To make your app available only on devices supporting ARKit, use the arkit key in the UIRequiredDeviceCapabilities
section of your app's Info.plist. If augmented reality is a secondary feature of your app, use the isSupported property to determine whether the current device supports the session configuration you want to use.
So you can indeed make an iOS 11 app that's available only on a subset of iOS 11 devices.

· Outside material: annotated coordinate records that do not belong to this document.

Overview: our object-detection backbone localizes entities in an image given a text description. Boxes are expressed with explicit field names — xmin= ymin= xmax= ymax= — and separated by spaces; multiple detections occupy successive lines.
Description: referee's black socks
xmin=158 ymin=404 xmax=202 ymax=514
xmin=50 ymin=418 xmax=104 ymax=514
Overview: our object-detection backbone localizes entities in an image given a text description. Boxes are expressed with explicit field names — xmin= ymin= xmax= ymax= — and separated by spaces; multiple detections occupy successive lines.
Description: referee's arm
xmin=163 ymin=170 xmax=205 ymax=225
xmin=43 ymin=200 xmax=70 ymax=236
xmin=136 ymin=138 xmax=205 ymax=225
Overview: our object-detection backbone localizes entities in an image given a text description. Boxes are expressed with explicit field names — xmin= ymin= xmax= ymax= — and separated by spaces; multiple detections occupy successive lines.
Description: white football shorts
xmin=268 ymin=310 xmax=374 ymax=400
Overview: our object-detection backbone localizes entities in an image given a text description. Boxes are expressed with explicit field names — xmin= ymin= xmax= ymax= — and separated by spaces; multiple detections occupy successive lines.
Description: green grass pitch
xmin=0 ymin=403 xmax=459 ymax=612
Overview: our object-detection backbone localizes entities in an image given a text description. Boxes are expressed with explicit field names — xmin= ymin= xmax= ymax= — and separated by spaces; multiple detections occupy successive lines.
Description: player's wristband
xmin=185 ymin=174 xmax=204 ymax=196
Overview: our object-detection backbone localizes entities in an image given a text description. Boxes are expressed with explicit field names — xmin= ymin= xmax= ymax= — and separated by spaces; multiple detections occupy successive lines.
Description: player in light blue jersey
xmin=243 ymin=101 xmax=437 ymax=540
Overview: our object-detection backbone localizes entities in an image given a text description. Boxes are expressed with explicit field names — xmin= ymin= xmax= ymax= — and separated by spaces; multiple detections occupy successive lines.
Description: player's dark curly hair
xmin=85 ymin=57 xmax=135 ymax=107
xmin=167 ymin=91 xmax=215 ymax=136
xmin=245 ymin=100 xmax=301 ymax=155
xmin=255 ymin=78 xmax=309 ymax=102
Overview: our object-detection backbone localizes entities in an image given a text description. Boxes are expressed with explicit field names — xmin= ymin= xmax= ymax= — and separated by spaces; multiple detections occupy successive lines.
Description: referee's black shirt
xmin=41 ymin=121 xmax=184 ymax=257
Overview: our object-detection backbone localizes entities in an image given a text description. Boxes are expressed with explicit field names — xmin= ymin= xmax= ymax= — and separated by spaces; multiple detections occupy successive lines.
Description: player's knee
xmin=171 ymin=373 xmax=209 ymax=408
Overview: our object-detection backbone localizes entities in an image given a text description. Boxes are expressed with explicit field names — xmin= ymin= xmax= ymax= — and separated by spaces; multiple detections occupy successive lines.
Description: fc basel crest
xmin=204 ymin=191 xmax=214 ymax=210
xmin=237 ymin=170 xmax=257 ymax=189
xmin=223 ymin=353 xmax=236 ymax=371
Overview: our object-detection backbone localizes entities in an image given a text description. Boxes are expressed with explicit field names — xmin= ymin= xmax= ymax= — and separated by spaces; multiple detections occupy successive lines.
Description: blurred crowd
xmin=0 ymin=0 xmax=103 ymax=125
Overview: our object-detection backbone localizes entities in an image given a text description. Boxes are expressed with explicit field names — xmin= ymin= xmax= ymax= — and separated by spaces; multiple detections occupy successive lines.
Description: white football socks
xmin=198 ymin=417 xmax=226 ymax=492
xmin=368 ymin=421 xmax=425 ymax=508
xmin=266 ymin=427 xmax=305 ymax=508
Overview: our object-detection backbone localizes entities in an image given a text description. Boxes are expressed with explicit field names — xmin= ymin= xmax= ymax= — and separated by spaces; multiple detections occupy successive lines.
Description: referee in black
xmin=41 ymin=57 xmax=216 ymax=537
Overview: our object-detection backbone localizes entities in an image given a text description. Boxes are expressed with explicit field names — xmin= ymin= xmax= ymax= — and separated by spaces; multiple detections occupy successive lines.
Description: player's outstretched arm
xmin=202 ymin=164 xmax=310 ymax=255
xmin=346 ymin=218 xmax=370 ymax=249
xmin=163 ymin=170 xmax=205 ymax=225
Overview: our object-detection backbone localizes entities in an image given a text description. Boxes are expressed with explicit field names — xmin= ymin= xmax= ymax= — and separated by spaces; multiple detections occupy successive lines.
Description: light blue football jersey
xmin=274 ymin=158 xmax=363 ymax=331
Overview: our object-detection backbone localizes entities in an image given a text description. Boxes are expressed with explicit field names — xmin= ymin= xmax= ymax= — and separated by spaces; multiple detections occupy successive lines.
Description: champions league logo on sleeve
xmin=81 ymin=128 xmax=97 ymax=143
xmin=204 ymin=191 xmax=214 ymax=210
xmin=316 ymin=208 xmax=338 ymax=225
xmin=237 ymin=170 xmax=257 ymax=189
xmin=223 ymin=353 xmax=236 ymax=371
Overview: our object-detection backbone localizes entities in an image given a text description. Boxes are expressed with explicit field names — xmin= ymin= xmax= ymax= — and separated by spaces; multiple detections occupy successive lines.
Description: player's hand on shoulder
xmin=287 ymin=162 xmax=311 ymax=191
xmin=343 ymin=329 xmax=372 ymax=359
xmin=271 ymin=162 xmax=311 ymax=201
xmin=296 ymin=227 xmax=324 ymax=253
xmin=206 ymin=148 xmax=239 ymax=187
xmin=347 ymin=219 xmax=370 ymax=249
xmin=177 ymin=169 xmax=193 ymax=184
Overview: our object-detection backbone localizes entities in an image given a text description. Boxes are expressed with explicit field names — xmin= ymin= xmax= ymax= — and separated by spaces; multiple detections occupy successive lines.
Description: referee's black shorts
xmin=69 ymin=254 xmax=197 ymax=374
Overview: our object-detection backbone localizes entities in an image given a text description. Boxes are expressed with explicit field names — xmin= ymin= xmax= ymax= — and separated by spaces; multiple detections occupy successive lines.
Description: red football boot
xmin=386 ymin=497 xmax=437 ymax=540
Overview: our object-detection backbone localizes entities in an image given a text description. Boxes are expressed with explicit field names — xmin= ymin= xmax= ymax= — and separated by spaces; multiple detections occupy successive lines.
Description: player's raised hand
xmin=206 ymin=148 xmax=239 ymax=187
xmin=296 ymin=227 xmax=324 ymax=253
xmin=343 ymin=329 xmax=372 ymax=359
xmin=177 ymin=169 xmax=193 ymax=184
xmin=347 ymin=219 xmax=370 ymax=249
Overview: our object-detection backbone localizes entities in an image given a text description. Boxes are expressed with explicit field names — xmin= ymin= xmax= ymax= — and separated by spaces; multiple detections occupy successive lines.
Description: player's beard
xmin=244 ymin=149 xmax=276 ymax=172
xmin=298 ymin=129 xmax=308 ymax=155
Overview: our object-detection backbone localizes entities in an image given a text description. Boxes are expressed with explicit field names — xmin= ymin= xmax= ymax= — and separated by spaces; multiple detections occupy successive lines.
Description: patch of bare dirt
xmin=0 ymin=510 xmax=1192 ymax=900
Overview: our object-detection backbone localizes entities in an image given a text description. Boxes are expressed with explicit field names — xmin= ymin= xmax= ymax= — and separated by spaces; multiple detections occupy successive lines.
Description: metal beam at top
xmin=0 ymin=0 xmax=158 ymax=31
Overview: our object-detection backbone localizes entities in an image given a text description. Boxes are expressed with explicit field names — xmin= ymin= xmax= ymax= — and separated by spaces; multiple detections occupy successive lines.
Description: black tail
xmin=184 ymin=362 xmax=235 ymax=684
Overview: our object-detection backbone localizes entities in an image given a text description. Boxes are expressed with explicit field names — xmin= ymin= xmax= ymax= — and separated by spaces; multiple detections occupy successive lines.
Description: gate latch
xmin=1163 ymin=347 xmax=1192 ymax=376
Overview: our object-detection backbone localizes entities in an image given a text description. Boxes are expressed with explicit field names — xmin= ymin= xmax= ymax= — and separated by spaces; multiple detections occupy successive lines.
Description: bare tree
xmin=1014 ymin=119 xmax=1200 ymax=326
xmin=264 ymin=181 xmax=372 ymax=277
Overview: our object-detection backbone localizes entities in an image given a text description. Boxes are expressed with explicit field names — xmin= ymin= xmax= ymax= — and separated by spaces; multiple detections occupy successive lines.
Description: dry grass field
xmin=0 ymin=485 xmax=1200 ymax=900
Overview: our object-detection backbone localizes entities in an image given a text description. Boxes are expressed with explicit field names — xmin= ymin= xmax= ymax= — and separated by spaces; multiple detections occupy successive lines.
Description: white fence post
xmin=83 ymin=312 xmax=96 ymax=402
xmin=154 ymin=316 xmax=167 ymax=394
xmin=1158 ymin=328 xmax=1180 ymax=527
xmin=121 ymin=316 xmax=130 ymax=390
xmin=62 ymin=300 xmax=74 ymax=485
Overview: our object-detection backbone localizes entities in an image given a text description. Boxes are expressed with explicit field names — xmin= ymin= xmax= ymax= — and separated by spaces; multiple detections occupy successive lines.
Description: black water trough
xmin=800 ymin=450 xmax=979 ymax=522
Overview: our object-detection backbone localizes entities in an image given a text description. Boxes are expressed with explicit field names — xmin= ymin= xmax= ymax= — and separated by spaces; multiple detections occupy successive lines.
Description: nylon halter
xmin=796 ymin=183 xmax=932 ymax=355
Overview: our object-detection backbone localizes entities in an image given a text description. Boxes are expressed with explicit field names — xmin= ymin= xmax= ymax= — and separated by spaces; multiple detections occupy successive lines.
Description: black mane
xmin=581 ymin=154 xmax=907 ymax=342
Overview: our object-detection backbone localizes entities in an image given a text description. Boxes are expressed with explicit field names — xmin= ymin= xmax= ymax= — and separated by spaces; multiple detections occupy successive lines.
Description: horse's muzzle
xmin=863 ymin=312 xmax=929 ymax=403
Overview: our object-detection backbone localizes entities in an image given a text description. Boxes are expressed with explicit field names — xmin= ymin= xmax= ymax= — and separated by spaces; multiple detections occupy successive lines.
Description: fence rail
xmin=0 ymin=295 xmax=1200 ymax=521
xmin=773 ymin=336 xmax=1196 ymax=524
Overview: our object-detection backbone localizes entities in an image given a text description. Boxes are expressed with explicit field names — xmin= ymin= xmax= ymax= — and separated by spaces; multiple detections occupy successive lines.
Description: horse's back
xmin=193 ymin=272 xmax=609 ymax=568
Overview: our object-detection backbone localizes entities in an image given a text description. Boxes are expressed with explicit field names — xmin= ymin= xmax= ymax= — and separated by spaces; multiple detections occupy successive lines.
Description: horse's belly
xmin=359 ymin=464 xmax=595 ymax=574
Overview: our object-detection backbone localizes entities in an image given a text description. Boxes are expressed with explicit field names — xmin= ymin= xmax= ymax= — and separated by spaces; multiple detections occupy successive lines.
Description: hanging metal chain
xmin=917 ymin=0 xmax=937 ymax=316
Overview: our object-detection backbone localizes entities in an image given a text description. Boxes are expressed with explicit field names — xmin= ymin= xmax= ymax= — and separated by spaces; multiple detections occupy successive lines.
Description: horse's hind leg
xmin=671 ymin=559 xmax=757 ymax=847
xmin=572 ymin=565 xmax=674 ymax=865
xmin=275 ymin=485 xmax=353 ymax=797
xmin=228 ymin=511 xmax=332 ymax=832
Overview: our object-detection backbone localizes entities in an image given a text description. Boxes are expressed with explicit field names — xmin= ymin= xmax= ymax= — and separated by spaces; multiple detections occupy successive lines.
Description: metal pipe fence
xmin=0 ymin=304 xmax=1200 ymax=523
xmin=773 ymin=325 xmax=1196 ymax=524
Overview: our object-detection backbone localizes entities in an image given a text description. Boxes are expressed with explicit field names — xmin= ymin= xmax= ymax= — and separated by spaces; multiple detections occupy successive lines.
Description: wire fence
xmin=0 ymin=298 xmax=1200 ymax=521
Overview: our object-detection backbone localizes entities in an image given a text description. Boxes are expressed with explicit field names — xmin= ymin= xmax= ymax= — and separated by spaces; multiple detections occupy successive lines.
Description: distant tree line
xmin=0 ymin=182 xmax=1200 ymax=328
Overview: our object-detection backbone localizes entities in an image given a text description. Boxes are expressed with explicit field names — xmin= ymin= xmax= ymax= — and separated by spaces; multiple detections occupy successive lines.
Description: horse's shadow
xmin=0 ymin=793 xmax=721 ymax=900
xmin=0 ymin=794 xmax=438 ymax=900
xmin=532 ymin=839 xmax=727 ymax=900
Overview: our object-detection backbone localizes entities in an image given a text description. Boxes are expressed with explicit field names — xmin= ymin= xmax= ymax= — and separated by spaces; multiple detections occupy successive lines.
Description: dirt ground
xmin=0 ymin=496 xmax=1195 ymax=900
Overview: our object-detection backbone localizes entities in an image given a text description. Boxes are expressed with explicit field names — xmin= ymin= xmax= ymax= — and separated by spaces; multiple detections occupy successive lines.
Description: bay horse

Requiring something in UIRequiredDeviceCapabilities
makes the App Store not offer your app on devices you don't support, and makes iTunes refuse to install the app.
(Yeah, it looks like Apple took a bit to get their story straight here. Back at WWDC it looked like they'd support 3DOF tracking on lesser devices, but now you need A9 even for that.)
So what's the point of AROrientationTrackingConfiguration
now?
For some kinds of app, it might make sense to fall back from world tracking (6DOF) to orientation-only tracking (3DOF) when current conditions don't allow 6DOF. That doesn't make much sense for apps where you put virtual objects on tables, but if you're just putting space invaders in the air for your player to shoot at, or using AR to overlay constellations on the sky, losing 6DOF doesn't wreck the experience so much.